Let me preface my relationship with the guy in a nutshell. I first found out about Jonathan Gold in 2006, when I was 16 years old. While skimming the concert announcement pages at LA Weekly for any punk rock shows, I got bored waiting for my bus to arrive and started reading the other pages in the free newspaper – specifically, Gold’s “Counter Intelligence” column. By that point, I had already started my food blog “Teenage Glutster” (I created the term one day, taking the root word of gluttony) and had somehow gathered momentum because of a little shout out in the LA Times. I guess people did care about my raw, ghetto-ass, punk-rooted thoughts on restaurants. I landed my first paid article in a print magazine when I was 16 too. Eventually, I reached out to him and asked, “Hey, I want to be like you when I grow up, how do I do that?”. Gold went on to be my journalism padrino of sorts (don’t worry Gustavo Arellano, you’re my padrino too!), coaching me along the long and erratic road to become a professional food writer and even writing my letter of recommendation for school later on.
Fast forward to 2015 and I’m going to be featured in his full-length documentary, City of Gold, which just premiered at Sundance, trip out! (Though, this will not be the first time that I get national exposure because of him, I took up almost a full page of his 2009 New Yorker profile because of – you guessed it – his impact on my life’s decisions).
Now what is it like to carry his legacy on my fork (or chopsticks) every single time that I eat out? It’s not as easy as you might imagine man. It is not a simply a matter of opening your Yelp app and browsing what’s nearby. You have to really ask yourself and deeply reflect, “What Would Jonathan Do?”. Some of my scouting tactics include going on long walks with my trusty dog in random neighborhoods and collecting take-out menus to study at home. At one point, I had collected enough menus to fill up an entire drawer in my dresser.

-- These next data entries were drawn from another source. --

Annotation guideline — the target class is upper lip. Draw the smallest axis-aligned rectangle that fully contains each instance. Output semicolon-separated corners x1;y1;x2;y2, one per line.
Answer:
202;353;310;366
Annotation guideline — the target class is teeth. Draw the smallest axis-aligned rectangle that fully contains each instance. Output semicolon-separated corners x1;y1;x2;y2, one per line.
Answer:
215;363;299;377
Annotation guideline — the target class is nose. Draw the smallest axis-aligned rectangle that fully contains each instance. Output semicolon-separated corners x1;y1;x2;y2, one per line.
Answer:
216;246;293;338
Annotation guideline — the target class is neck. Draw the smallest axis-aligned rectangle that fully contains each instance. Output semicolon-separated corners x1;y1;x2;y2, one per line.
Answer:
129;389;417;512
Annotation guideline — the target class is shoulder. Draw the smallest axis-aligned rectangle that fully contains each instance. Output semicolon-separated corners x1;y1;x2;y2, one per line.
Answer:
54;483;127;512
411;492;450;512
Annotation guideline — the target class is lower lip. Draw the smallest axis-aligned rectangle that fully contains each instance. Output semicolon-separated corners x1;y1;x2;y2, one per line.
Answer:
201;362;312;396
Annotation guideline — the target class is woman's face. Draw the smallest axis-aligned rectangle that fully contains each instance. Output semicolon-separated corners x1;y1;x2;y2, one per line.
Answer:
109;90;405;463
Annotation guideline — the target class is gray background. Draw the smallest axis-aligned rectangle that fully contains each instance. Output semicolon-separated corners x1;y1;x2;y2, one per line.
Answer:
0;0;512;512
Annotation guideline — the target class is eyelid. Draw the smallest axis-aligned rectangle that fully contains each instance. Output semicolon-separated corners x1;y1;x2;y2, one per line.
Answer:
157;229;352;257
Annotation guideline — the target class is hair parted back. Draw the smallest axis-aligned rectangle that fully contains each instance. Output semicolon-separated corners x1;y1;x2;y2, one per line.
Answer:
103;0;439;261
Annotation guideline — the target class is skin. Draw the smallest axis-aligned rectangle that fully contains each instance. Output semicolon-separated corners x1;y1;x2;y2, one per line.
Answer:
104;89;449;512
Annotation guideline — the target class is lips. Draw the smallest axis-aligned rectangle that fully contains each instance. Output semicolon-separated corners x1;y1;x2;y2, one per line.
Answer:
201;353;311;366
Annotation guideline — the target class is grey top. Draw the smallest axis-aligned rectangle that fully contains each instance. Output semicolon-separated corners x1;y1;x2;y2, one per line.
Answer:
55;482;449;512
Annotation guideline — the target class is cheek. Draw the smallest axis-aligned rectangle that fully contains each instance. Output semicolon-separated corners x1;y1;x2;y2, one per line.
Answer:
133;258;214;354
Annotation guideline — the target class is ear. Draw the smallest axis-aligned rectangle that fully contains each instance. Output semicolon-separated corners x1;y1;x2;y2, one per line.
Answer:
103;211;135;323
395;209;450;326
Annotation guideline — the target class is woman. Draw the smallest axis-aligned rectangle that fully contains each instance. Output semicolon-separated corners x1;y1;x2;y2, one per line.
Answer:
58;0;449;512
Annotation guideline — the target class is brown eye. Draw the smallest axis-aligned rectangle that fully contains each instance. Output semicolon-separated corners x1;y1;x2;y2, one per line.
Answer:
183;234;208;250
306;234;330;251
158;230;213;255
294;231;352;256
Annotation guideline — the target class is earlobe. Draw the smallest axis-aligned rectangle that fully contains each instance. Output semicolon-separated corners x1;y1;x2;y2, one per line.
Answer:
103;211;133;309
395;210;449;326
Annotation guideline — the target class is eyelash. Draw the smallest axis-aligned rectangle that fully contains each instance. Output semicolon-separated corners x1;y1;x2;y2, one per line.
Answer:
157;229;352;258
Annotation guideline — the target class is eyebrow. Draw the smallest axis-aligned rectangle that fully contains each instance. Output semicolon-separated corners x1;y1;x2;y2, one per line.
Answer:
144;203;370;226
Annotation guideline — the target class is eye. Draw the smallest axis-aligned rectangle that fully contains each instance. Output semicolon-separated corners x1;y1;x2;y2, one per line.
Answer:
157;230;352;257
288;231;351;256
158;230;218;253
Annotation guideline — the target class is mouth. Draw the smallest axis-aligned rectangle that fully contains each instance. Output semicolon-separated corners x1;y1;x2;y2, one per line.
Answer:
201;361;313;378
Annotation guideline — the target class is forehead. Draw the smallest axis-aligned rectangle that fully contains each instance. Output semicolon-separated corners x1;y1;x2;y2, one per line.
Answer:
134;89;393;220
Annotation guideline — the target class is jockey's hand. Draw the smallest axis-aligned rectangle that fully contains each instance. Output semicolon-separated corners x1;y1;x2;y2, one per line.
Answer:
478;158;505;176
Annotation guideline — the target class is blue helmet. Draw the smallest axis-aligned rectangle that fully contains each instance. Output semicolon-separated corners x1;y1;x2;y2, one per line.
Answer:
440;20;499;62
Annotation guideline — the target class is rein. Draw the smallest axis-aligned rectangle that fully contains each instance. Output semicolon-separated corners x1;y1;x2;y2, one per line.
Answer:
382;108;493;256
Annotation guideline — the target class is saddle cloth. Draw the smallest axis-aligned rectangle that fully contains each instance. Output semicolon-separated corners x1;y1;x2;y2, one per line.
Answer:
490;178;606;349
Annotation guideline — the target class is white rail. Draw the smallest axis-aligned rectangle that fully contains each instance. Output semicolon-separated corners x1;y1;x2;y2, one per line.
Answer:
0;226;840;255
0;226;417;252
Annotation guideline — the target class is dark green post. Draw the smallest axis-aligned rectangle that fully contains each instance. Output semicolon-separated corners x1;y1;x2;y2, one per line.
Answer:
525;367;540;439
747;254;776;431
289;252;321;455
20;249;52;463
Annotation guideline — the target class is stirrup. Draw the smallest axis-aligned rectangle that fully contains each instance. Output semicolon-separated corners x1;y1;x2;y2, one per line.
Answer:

But actually, all this job really requires is a voracious curiosity, or pestering people with simple questions. One time I was in East L.A. and I was craving Thai. I didn’t have a car so I went to the local spot, which is pretty awful. I ordered take-out, and while I was waiting I asked the Thai server where he goes to personally eat at. He told me about this place in the SF Valley called In-Chan that then had a secret Northern Thai menu if you asked for it. It had just opened and was run by the chef from the highly respected Thai BBQ on Santa Monica. I went, stuffed my face with their meaty green jackfruit stir-fry and homemade sour sausages, took lots of photos and immediately sped back home to write about it; it was a blessing in disguise because there weren’t that many Thai restaurants that had Northern food back then.
When it comes down to it, you really have to be selective and cutthroat with restaurants. There are a ton of good places–which is cool–but just being good does not cut it to stamp something Gold-worthy. I have set up an almost unrealistic standard that must be met before before I write a scouting form. This standard is made up of a combination of factors like the restaurant’s overall food quality, the ambiance and their service. But then there’s the intangible criteria that has a lot to do with the food, which I’ve developed on my own after reading and analyzing Gold’s writing for about a decade of my life now.
Because after all, like my padrino once told me in an email after I asked him what the dark side of being a food writer was in 2007, “for every good meal, you’re going to eat at least 10 bad ones.”